Config-driven Terraform deployment of Lakeflow Connect connectors

This project is intended to deploy and scale out database connectors to the Databricks Lakehouse platform using infrastructure-as-code principles. It is intended to be a database-agnostic, YAML-driven Terraform deployment for Databricks Lakeflow Connect that provides built-in validation and orchestration for deployments.

Key Features:

Database-agnostic: Supports various Lakeflow Connect-supported databases by simply changing the source_type in the config.
- Currently supports the following:
  - SQL Server CDC (Public docs)
  - PostgreSQL CDC (Public docs)
YAML-driven configuration: Define connections, databases, schemas, tables, and schedules in a single configuration file
Flexible Unity Catalog mapping: Configure where data lands with per-database catalog and schema customization
Flexible ingestion modes: Choose between full schema ingestion or specific table selection per database
Automated orchestration: Configurable job scheduling of the managed ingestion pipelines with support for multiple sync frequencies
Infrastructure-as-Code: Fully automated deployment of gateway pipelines, ingestion pipelines, and orchestration jobs

What gets deployed:

Lakeflow Connect gateway pipeline, using an existing Unity Catalog connection
Ingestion pipelines for each database/schema combination, all routed through a single shared gateway
Databricks jobs to orchestrate the ingestion workflows
Optional: Event log tables for pipeline monitoring

Overview

This project allows you to deploy components in the architecture described below.

Project Layout

lakeflow-connect-terraform/
├── config/                      # YAML configuration files
│   ├── lakeflow_dev.yml        # Active configuration
│   └── examples/                # Example configurations
│       ├── postgresql.yml       # PostgreSQL example
│       ├── sqlserver.yml        # SQL Server example
│       └── README.md            # Examples documentation
├── infra/                       # Terraform root module
│   ├── backend.tf
│   ├── main.tf
│   ├── locals.tf
│   ├── outputs.tf
│   ├── provider.tf
│   ├── variables.tf
│   └── modules/
│       ├── gateway_pipeline/
│       ├── ingestion_pipeline/
│       ├── job/
│       ├── gateway_validation/
│       └── validate_catalog_and_schemas/
├── tools/                       # Validation scripts (optional)
│   ├── yaml_content_validator.py
│   └── validate_running_gateway.py
├── pyproject.toml              # Python dependencies for validation tools
└── README.md

Pre-requisites

Software Requirements

Terraform >= 1.10
Databricks Terraform Provider >= 1.104.0 (for PostgreSQL source_configurations support)
Databricks workspace with Unity Catalog enabled
Python 3.10+ and Poetry (optional, for YAML validation tools)

Databricks Setup

1. Create Unity Catalog Connection

Create a Databricks Unity Catalog connection to your source database and specify it in your YAML config under connection.name.

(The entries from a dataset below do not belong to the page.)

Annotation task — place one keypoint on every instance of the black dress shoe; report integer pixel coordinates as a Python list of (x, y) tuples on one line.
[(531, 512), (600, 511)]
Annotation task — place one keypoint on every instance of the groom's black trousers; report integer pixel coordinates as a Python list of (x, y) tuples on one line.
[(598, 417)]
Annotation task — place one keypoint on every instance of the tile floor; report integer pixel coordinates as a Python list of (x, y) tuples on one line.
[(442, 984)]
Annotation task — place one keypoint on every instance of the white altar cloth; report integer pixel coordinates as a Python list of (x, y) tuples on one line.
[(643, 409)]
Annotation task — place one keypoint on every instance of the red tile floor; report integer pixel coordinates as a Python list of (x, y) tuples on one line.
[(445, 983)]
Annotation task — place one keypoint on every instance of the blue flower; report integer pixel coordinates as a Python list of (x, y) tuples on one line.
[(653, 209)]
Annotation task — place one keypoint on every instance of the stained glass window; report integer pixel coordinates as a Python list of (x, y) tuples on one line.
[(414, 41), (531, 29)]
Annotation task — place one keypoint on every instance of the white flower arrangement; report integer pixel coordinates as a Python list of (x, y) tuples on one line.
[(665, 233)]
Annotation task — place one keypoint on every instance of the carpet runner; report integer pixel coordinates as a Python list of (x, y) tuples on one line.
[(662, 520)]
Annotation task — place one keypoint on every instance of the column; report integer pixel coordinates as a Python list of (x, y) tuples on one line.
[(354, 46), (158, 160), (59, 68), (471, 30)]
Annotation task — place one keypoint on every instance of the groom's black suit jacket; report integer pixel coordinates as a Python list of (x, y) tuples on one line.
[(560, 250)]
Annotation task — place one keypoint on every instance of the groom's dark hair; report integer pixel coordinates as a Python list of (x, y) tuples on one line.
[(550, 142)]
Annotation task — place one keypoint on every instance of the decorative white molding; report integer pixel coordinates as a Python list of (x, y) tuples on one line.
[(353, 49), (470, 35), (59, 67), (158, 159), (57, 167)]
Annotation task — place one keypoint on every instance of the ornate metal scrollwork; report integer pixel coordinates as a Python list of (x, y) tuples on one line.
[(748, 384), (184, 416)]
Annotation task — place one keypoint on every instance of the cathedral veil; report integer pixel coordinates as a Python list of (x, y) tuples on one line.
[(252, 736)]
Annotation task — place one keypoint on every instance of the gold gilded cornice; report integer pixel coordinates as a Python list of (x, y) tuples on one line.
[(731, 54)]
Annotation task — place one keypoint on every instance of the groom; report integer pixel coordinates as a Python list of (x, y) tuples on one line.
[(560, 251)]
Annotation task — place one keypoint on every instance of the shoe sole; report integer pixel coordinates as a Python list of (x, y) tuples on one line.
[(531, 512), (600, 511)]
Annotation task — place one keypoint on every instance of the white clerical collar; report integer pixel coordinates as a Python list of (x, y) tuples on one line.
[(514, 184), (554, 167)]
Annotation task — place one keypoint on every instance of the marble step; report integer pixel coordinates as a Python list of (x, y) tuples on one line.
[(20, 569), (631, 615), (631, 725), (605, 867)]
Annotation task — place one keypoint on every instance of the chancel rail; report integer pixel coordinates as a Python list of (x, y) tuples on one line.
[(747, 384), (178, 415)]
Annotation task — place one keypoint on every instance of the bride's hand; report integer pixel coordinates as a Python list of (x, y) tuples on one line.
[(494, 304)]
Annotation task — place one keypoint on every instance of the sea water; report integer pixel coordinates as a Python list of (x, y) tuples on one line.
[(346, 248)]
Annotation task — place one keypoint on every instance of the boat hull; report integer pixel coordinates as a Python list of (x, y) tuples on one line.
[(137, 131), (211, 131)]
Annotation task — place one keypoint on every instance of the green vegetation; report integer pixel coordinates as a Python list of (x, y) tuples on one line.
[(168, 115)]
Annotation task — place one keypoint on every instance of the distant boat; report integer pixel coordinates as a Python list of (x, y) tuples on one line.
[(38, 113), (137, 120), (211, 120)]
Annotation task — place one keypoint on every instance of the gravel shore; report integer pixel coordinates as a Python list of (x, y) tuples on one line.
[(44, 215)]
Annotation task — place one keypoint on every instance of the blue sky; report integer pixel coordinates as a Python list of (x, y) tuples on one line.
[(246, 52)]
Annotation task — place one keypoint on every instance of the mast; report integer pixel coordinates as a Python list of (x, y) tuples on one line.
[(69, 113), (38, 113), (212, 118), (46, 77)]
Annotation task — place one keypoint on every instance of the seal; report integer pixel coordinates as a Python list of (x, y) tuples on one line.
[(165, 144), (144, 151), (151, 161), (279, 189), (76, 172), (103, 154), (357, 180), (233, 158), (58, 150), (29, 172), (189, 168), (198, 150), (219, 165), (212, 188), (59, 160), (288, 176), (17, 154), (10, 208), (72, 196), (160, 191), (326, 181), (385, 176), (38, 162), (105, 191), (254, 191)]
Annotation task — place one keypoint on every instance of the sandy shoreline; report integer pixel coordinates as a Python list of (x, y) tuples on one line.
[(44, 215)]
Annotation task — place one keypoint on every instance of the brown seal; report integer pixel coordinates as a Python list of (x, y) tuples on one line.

Refer to Databricks documentation for your database type:

2. Create Unity Catalog Structure

Based on your YAML configuration in the unity_catalog section, pre-create:

Catalogs: Create catalog(s) specified in global_uc_catalog and staging_uc_catalog (if different)
Staging Schema: Create the schema specified in staging_schema within the staging catalog
Ingestion Schemas: Create schemas for ingestion pipelines in their target catalogs
- Schema names will be: {schema_prefix}{source_schema_name}{schema_suffix}
- Example: If source schema is dbo with prefix dev_ → create schema dev_dbo
- If no prefix/suffix specified, use the source schema name as-is

3. Configure Source Database (Database-Specific)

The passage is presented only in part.